Cela a également neutralisé la superbe vision de Doncic. Pourquoi Zach LaVine ferait-il tourner Dorian Finney-Smith si Doncic ne pouvait pas dépasser Justin Holiday?


Doncic’s Last Step et le cerceau touchent parfois le cercueil, mais sa lente première étape l’oblige à prendre des tirs difficiles de la zone la plus efficace de la cour. L'année dernière, Doncic a converti 62% de ses tirs en zone réglementée et 55,5% de ses mises en échec – un nombre décent, mais peu spectaculaire. Il a également généré des points sur moins de 51% de ses entraînements, ce qui le place à la 20e place sur 27 joueurs ayant joué en moyenne au moins 12 fois par match. C’est difficile de bien tirer autour du panier en prenant autant de marches dans la circulation. Même quand Doncic échappait à son principal défenseur, il dépensait tellement d’énergie qu’il ne lui restait plus grand-chose pour générer la puissance nécessaire pour terminer contre des protecteurs de jantes robustes.


Dans un sens étroit, les critiques préalables de Doncic avaient raison l’an dernier. Il fait manque le premier pas rapide que les meilleurs possèdent. Bien que ce soit très différent de dire qu’il n’est pas sportif, c’est une faiblesse qui a affecté son jeu.

Eh bien, au moins l’année dernière. Cette année, pas tellement. Doncic laisse des mecs dans la poussière à plusieurs reprises, comme celui-ci.


Et ça.


Et bien que ce tir ressemble un peu aux passes de Houdini de Doncic de l’année dernière, il est beaucoup plus facile car il a été rapidement repoussé par Anthony Davis et l’a fait sortir du jeu avec un disque dur dans son angle de récupération.




Doncic semble être en meilleur état cette année et ses fruits récoltent les fruits de ce travail. Les itinéraires en boucle de l’année dernière qui ont permis aux défenseurs tels que Holiday de récupérer ont été remplacés par des lignes droites et serrées qui couvrent plus de terrain avec moins de marches. La première étape de Doncic cette année tourne les défenseurs et le conduit à avancer, pas de côté.


Donc, armé d'un First Step légitime pour accompagner son élite Last Step, Doncic crée des looks faciles pour lui-même et ses coéquipiers. Il convertit 73% de ses lancers dans la zone réglementée cette année et se débrouille encore mieux avec des lancers classés spécifiquement en layups. Mieux encore, il compte 67% de gains sur plus de 18 disques au panier. Un seul autre joueur qui enregistre 10 disques est même plus performant que 60%.

Il peut toujours lancer des corps flottants, mais maintenant, il n’a plus à le faire. C’est ainsi qu’il réalise en moyenne plus de 30 matchs par match alors qu’il est surtout connu pour ses passes.

Non pas que sa façon de jouer ait souffert, bien sûr. Doncic est beaucoup plus facile pour Doncic de montrer sa vision surnaturelle quand il est capable de franchir la première ligne de défense.


Donc, il est beaucoup plus facile pour Doncic de mettre en place son troisième pas comme un contre-pied pour un premier pas rapide. plutôt que le scénario inverse.
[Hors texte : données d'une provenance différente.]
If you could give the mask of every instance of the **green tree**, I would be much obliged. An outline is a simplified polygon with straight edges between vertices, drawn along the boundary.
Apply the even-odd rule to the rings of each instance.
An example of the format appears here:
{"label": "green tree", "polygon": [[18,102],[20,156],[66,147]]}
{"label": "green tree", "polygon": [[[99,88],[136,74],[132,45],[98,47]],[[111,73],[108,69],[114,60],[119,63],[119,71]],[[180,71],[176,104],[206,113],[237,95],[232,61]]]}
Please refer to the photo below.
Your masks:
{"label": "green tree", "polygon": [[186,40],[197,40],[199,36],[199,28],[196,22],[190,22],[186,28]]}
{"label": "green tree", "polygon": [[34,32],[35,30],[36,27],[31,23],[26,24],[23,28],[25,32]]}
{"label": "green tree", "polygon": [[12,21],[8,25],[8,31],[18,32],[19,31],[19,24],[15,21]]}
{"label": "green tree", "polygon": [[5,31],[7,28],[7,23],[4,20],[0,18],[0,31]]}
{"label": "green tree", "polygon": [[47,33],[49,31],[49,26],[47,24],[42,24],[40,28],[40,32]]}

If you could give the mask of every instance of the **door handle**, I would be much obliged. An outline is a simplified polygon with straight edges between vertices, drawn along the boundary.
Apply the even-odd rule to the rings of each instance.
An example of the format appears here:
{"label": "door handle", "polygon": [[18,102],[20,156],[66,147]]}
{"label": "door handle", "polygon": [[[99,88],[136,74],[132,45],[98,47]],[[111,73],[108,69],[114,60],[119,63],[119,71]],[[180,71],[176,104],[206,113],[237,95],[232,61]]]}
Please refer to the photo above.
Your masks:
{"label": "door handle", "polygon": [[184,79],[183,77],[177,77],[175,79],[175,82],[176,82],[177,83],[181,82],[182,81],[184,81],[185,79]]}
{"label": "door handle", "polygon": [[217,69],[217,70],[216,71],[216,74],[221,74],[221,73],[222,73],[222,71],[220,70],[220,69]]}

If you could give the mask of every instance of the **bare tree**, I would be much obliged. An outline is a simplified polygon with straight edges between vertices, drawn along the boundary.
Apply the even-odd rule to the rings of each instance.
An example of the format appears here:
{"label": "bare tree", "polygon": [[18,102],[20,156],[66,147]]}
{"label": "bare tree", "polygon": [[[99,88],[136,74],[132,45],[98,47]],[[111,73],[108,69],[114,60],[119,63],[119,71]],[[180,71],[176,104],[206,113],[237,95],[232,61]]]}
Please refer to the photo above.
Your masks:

Alors que se passe-t-il quand un Last Stepper surdoué développe la première étape que les critiques lui reprochent depuis toujours de manquer? Vous obtenez le prochain visage de la ligue menaçant de s'emparer du trône bien plus tôt que prévu, même ses supporters les plus enthousiastes.
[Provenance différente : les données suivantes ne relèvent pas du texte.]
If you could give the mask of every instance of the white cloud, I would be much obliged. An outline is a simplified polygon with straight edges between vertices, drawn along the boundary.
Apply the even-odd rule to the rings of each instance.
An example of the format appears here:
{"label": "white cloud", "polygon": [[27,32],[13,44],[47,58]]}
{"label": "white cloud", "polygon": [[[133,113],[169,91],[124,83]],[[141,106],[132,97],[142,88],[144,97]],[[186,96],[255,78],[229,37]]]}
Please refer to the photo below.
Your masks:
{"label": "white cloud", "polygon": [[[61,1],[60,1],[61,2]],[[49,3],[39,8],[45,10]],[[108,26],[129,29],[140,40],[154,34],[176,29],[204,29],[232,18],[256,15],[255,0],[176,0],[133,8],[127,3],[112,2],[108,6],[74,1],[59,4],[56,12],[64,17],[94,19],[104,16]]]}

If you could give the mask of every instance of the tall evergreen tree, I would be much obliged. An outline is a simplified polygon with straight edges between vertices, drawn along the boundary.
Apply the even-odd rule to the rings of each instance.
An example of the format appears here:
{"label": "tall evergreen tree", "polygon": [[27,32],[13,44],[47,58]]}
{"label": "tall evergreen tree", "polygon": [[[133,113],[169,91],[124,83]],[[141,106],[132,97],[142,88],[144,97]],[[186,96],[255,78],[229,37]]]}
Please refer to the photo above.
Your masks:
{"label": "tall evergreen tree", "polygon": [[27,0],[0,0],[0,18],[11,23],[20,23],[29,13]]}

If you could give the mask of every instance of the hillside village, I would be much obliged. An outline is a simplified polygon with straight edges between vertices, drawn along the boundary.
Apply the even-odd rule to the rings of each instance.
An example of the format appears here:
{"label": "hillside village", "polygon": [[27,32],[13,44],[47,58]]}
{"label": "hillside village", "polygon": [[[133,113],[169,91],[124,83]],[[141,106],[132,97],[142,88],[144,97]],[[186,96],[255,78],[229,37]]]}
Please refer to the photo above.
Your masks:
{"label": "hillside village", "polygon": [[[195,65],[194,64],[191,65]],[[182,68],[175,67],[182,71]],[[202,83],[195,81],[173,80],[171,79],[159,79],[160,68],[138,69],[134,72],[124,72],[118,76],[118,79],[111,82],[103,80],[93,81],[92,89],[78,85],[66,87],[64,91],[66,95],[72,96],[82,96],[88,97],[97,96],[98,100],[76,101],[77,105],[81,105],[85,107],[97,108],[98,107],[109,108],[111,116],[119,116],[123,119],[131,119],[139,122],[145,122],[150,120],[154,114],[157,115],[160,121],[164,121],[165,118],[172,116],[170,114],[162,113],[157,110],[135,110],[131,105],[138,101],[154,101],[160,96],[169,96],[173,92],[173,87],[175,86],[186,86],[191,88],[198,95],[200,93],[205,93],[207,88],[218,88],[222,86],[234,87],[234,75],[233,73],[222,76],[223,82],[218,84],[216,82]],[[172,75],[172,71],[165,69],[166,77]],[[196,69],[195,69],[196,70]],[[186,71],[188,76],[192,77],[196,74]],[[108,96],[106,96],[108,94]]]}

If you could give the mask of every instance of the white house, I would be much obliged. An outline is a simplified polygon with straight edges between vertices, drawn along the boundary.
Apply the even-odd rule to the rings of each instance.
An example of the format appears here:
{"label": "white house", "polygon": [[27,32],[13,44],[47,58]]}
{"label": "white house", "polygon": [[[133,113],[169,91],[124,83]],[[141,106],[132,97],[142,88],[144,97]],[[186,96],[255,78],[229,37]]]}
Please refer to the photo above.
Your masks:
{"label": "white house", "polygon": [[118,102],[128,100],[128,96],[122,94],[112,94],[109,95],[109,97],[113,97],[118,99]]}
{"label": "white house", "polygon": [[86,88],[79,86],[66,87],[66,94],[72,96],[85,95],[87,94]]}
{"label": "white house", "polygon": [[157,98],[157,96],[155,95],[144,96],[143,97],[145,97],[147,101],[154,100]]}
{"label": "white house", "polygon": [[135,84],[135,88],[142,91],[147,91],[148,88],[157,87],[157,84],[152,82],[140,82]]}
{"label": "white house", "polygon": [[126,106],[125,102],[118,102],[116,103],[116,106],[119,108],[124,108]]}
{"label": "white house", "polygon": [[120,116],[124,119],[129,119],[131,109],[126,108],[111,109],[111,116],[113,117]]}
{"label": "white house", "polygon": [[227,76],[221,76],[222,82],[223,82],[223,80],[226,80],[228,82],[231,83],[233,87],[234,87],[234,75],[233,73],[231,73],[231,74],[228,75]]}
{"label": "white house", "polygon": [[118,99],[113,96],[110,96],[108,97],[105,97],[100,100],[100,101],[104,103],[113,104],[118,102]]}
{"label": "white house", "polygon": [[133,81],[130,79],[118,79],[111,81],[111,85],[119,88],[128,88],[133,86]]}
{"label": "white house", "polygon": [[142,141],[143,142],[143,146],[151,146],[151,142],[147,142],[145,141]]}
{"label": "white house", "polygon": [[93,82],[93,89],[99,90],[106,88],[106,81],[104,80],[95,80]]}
Tirer à trois points est essentiel, mais il n’ya pas de bonne statistique qui attribue aux défenseurs l’acte essentiel d’empêcher la prise de trois pointeurs. Nous devons récompenser ces efforts.


J'ai déjà qualifié Pascal Siakam de «l'artiste le plus effrayant de la ligue». Cette possession défensive contre le Jazz est un art pur.

L'année dernière, J'ai écrit sur la tendance à la hausse des coéquipiers se battant pour des rebonds défensifs. Ces moments se terminent généralement de manière anodine, mais ils peuvent parfois coûter une équipe. C’est la sur-agression!


Denver a fini par perdre ce match en prolongation, alors ce tableau défensif bâclé était un mauvais présage.